Lizzy betritt das Gelände und sieht sich um. Der heutige Tag ist so etwas wie der Kulminationspunkt ihrer umfangreichen Recherchen. Sie hat die Chance, Ihrem Großvater zum ersten Mal gegenüberzutreten und ein wenig darüber herauszufinden, was er damals gesehen und empfunden haben mag, doch genau wird sie das nie wissen. In den 75 Jahren, die seit seinem Tod vergangen sind, ist vieles in Vergessenheit geraten. Vieles wurde auch nie bekannt, außer vielleicht den schrecklichen Nachwehen. Und wie soll man sich aus dieser Distanz heraus überhaupt mit den Erfahrungen eines anderen Menschen auseinandersetzen?

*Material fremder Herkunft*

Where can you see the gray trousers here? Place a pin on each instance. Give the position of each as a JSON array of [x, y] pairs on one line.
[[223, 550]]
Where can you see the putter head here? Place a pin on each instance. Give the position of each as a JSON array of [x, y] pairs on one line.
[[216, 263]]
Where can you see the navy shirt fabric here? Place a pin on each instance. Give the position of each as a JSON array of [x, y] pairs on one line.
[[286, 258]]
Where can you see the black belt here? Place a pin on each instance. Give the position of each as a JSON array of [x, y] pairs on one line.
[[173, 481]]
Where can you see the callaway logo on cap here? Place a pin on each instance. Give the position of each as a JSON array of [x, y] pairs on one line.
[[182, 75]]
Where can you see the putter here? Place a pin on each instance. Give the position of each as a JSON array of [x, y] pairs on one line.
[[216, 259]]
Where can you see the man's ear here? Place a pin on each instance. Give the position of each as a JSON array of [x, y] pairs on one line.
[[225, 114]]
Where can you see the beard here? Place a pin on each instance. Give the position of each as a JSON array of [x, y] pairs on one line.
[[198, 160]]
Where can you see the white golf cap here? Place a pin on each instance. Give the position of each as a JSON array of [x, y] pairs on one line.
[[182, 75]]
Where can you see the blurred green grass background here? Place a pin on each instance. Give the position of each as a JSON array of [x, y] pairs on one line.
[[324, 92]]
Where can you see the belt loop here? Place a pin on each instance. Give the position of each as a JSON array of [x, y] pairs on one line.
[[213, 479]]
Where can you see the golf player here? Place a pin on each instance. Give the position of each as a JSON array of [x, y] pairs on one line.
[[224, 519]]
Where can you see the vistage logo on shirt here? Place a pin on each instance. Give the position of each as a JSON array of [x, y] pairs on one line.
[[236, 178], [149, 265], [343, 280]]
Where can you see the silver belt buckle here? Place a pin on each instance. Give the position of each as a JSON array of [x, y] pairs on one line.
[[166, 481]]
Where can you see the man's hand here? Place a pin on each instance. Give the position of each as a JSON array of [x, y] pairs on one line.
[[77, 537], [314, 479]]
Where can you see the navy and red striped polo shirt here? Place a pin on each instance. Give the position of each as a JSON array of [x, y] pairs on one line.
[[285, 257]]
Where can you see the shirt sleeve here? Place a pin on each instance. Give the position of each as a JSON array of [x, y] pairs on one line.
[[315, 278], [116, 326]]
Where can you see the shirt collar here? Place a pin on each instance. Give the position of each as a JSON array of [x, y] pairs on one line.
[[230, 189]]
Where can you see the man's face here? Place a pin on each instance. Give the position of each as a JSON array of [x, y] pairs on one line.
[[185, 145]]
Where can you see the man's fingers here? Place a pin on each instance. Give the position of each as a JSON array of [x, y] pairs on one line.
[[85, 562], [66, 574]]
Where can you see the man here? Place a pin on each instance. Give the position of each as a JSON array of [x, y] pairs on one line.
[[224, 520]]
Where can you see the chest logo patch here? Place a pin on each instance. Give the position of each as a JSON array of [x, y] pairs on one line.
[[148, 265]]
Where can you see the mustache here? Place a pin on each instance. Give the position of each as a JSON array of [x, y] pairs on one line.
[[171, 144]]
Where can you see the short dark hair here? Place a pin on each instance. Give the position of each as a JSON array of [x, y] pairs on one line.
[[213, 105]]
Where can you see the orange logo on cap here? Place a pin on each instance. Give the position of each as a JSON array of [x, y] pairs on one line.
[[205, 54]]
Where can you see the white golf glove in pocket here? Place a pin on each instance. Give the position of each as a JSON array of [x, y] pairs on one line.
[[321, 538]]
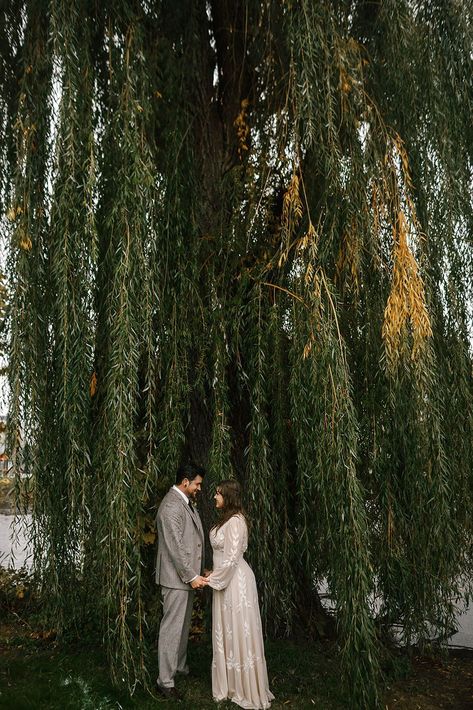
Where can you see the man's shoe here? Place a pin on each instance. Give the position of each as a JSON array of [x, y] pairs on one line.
[[169, 693]]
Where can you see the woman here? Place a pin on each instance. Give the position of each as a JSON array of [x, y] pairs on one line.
[[238, 666]]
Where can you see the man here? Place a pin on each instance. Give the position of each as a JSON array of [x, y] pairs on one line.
[[179, 567]]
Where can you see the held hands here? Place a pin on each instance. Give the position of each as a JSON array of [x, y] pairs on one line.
[[199, 582]]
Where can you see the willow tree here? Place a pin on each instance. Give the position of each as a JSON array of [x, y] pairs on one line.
[[240, 232]]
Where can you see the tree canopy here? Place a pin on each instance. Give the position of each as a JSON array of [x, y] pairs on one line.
[[241, 232]]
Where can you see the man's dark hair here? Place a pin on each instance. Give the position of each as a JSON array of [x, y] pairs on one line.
[[189, 471]]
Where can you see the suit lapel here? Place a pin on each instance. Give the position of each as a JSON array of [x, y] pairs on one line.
[[192, 512]]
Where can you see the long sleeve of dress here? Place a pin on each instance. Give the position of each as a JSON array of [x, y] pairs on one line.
[[235, 543]]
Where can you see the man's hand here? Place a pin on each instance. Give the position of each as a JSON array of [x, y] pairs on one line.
[[198, 583]]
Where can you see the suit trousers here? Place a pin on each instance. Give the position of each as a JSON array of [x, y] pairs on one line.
[[174, 634]]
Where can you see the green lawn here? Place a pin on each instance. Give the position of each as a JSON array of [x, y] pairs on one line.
[[36, 675]]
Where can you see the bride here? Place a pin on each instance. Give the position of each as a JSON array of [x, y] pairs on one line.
[[238, 666]]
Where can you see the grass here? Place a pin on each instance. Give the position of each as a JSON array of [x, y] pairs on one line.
[[40, 674]]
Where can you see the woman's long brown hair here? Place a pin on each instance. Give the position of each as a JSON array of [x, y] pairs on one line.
[[230, 491]]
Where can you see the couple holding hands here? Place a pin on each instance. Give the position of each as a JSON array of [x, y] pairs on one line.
[[238, 666]]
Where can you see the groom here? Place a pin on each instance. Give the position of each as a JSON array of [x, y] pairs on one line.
[[179, 566]]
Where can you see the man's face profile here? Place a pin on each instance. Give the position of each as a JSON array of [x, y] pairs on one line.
[[192, 487]]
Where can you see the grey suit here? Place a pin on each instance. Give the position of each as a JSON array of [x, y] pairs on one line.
[[179, 560]]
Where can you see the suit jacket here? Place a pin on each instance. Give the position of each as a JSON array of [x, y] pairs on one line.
[[180, 542]]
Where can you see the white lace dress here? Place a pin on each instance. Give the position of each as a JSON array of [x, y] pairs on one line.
[[238, 666]]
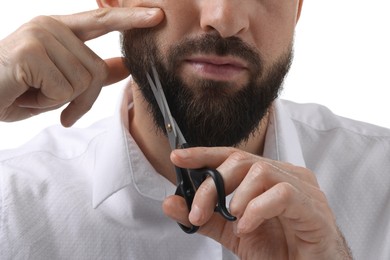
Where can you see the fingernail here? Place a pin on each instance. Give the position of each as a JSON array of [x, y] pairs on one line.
[[241, 227], [182, 153], [152, 11], [195, 215]]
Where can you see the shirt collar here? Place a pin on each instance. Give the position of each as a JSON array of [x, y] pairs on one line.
[[120, 163], [282, 141]]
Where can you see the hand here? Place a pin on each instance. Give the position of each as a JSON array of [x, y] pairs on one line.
[[282, 213], [45, 63]]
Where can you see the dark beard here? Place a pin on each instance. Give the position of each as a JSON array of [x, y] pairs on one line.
[[212, 113]]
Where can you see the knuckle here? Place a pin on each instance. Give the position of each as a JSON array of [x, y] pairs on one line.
[[42, 19], [100, 14], [82, 106], [285, 191], [260, 171], [101, 70]]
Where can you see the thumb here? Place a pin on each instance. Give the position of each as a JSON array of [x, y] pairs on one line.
[[117, 70]]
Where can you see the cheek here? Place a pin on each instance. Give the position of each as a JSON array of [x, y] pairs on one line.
[[180, 19]]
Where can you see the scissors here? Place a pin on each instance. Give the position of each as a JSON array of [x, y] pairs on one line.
[[187, 180]]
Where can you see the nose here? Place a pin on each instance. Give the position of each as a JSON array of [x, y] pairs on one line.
[[228, 17]]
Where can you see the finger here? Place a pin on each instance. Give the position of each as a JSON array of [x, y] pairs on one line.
[[117, 71], [232, 170], [175, 207], [282, 200], [91, 24]]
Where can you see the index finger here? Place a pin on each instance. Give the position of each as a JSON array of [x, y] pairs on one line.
[[92, 24]]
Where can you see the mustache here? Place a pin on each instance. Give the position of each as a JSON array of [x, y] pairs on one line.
[[213, 43]]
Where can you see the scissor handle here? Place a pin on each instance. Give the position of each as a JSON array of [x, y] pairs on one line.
[[189, 181]]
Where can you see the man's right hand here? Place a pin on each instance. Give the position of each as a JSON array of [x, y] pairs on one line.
[[45, 63]]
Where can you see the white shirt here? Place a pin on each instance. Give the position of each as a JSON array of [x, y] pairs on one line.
[[91, 193]]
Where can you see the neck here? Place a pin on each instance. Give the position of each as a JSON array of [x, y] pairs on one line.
[[155, 145]]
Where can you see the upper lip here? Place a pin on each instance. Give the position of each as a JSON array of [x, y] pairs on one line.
[[219, 60]]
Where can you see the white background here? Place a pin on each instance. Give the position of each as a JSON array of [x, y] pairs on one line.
[[342, 55]]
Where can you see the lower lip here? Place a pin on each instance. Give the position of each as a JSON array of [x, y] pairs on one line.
[[220, 72]]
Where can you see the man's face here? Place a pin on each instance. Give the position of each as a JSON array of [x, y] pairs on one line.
[[221, 64]]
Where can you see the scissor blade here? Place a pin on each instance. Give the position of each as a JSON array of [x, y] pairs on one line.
[[157, 96], [170, 123]]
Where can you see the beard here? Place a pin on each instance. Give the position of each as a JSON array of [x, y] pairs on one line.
[[209, 113]]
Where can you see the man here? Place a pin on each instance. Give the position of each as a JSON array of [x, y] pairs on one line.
[[221, 64]]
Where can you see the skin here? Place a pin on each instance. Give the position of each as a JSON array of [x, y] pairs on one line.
[[281, 211], [44, 64]]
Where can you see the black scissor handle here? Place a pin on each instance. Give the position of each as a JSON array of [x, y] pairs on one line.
[[189, 181]]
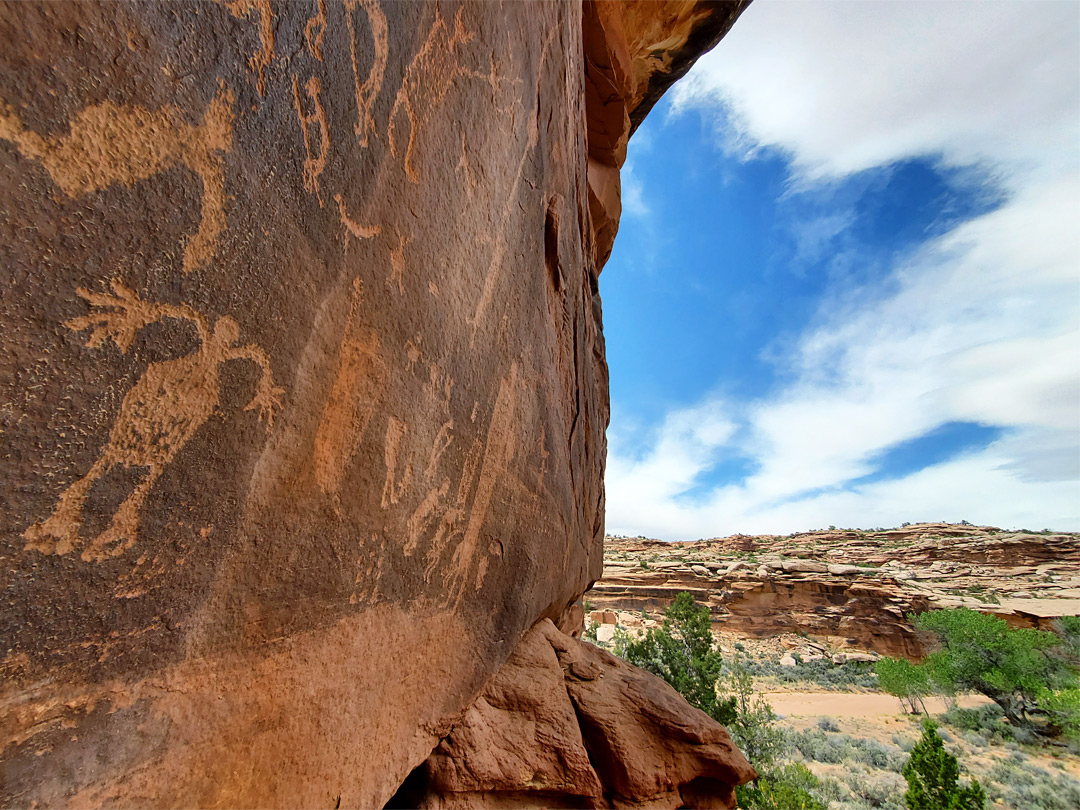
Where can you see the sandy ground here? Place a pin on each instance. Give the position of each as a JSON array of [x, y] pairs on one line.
[[848, 704]]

Sie biegt nach links ab und geht auf einen kleinen Tisch zu, auf dem ein großer blauer gebundener Einband liegt. Sie öffnet ihn und beginnt, die Seiten umzublättern. Jede einzelne enthält Dutzende von Namen, Daten und Nummern, die auf eine Grabstelle des Friedhofs verweisen. Die Namen sind alphabetisch geordnet. Lizzy schlägt unter »L« nach und findet schließlich Herbert Lindenau, ihren Großvater mütterlicherseits. Sein Todesdatum ist der 10. Juni 1944, vier Tage nach dem D-Day. Es gibt allerdings keine Zuordnung zu einer Grabstelle, nur den Zusatz »unter den Unbekannten«. Wir wissen, dass Herbert am 10. Juni als vermisst gemeldet wurde. Sein Leichnam wurde nie gefunden. Oder er konnte nicht identifiziert werden. Er war Fahrer bei der Marine, und man nimmt an, dass er mit seinem Lastwagen in die Luft gesprengt wurde. Es heißt auch, er habe während der Kämpfe einen Kameraden aus einem Hafenbecken gerettet. Er wurde nach seinem Tod befördert. Niemand kennt die Wahrheit, und trotz vieler Bemühungen, die Lizzy unternommen hat, um Briefe übersetzt zu bekommen, fürchten wir, dass diese nur die offizielle »Nazi-Version« der Wahrheit enthalten.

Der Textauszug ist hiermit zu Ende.